6. I’M A YOUNG AND HEALTHY PERSON, WHY DO I NEED TO BOTHER WITH ALL OF THIS? WHAT IF I JUST WANT TO LIVE MY LIFE? Because it’s not just about you. You as a young and healthy person can still get it and be hospitalized, and even if you don’t get symptoms or the infection, you can spread it to others. I’ve had too many patients that, even though they mostly did the right thing, all it took was one accidental exposure to result in their hospitalization.


7. WHERE DO I GET A MASK? HOW SHOULD I WEAR MY MASK? There are many people, both around you and online, making masks and ear savers (to make wearing them easier); you can also get templates online and make our own! In addition, the Surgeon General and a few others have put out great videos demonstrating how to make (multi-layered) cloth masks without sewing, with just a handkerchief and rubber bands. Make them cute! Find fun patterns, make them unique to you! Just try to make sure they’re non-porous materials (high thread count cotton). The mask should cover your nose and mouth, enough that when you talk it should stay over your mouth and nose. You should wear it anytime you’re going to be around people that aren’t in your household. And once it’s on, DON’T TOUCH IT! We’re a tactile species, so don’t let the germs that get on your hand get to your mask/face. And keep sanitizing.


8. WHAT ABOUT CARBON DIOXIDE POISONING FROM THE MASK? That doesn’t actually happen. The one study that seemed to point to that had less than ten patients, used a different mask, and results are unable to be replicated in subsequent studies. Besides, if surgical masks caused carbon dioxide poisoning, surgeons would be suffering its effects every day. That doesn’t happen. Not even after the longest of surgeries.
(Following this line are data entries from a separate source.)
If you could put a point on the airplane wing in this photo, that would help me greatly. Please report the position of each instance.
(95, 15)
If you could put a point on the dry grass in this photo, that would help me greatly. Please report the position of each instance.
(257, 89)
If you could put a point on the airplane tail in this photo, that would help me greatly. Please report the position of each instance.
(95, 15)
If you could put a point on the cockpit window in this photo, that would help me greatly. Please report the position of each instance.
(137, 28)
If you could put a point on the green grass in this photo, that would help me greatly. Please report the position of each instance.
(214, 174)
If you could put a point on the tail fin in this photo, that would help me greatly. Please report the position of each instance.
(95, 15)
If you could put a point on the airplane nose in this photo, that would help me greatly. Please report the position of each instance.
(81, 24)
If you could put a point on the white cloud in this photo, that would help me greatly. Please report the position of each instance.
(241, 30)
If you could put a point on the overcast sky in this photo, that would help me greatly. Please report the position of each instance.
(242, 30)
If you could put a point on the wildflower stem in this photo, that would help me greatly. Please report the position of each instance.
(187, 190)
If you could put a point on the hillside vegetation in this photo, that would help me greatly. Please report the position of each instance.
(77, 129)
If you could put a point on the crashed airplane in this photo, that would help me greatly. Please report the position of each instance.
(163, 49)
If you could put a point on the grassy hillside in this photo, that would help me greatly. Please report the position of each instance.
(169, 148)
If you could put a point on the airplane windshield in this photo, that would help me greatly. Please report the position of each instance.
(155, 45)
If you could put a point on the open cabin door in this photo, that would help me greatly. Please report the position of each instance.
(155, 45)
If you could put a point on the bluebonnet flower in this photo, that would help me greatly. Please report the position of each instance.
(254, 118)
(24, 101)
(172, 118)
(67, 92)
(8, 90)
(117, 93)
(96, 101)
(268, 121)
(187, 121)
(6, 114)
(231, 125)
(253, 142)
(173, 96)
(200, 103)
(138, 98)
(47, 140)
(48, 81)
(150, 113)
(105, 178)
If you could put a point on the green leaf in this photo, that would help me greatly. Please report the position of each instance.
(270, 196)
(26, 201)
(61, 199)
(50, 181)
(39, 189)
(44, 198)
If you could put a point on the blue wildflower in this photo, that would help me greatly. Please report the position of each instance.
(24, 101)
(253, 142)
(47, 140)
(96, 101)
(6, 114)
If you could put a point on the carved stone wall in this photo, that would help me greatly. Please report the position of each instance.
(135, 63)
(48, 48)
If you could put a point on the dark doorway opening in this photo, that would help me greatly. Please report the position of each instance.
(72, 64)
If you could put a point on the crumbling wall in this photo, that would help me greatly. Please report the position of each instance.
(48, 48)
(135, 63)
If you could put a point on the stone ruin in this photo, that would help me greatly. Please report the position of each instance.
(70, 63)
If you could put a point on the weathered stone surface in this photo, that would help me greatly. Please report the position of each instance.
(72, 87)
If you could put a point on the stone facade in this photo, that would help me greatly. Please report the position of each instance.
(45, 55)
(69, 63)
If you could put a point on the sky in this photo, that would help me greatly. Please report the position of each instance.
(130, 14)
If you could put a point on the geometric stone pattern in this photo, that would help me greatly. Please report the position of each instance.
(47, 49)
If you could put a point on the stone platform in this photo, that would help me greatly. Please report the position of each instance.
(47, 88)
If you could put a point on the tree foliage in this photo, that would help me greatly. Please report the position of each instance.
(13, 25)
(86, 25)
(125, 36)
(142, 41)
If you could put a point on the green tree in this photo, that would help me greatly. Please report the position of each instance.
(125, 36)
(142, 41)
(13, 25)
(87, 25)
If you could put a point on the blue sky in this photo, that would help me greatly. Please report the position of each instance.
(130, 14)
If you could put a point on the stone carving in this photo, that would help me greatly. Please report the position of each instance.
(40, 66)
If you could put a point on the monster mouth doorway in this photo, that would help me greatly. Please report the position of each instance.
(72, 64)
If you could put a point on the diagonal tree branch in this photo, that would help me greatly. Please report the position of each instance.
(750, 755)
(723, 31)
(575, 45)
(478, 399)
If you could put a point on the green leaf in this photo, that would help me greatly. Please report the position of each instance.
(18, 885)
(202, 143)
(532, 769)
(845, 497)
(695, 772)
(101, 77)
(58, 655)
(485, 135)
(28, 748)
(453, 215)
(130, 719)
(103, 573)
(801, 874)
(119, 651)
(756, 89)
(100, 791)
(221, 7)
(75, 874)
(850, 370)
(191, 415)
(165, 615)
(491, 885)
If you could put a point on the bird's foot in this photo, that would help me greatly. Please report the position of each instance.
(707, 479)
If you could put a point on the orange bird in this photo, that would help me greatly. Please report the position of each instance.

As always, ask questions. I know this is a frustrating time, and no one actually wants to wear a mask or take these other precautions. We wouldn’t be recommending or pushing for this if the situation wasn’t still potentially dangerous. And as things reopen, businesses are doing their best to make things work and keep their customers safe. So do try to cut them some slack! Credit to Dr. Megan Ranney for sharing the article.


UPDATE 7/21:

1. There are few, if any, medical exemptions to wearing a mask. People with asthma, COPD, and cystic fibrosis can all wear masks. If you have a condition where your breathing is made more difficult by just putting on a mask, you should not be walking around a store or other public place. You should consider going to see your doctor/NP/PA. Also, the ADA does not provide any grounds for you to walk around without a mask.


2. If you feel lightheaded or your anxiety is exacerbated by a mask, you should seek out alternate means of making your purchase - curbside pickup, delivery, friends. And, for a lack of better option, see your counselor/psychiatrist, because unfortunately the need is not going away.


3. Cloth and surgical masks do not filter gas molecules. So they cannot affect your oxygen or carbon dioxide levels. They cannot affect your oxygen or carbon dioxide levels. They cannot affect your oxygen or carbon dioxide levels.


4. Every major medical body, as well as the CDC (despite attempts to discredit them), NIOSH, and OSHA, all recommend the use of masks.


5. Again, cloth/surgical masks protect others from your oral/nasal droplets. If you happen to be an asymptomatic carrier, the mask is a simple way to help ensure that others do not get infected (not 100% effective, but at least it’s something). Others wearing masks protect you from their droplets. If everyone wears masks, we can prevent the spread.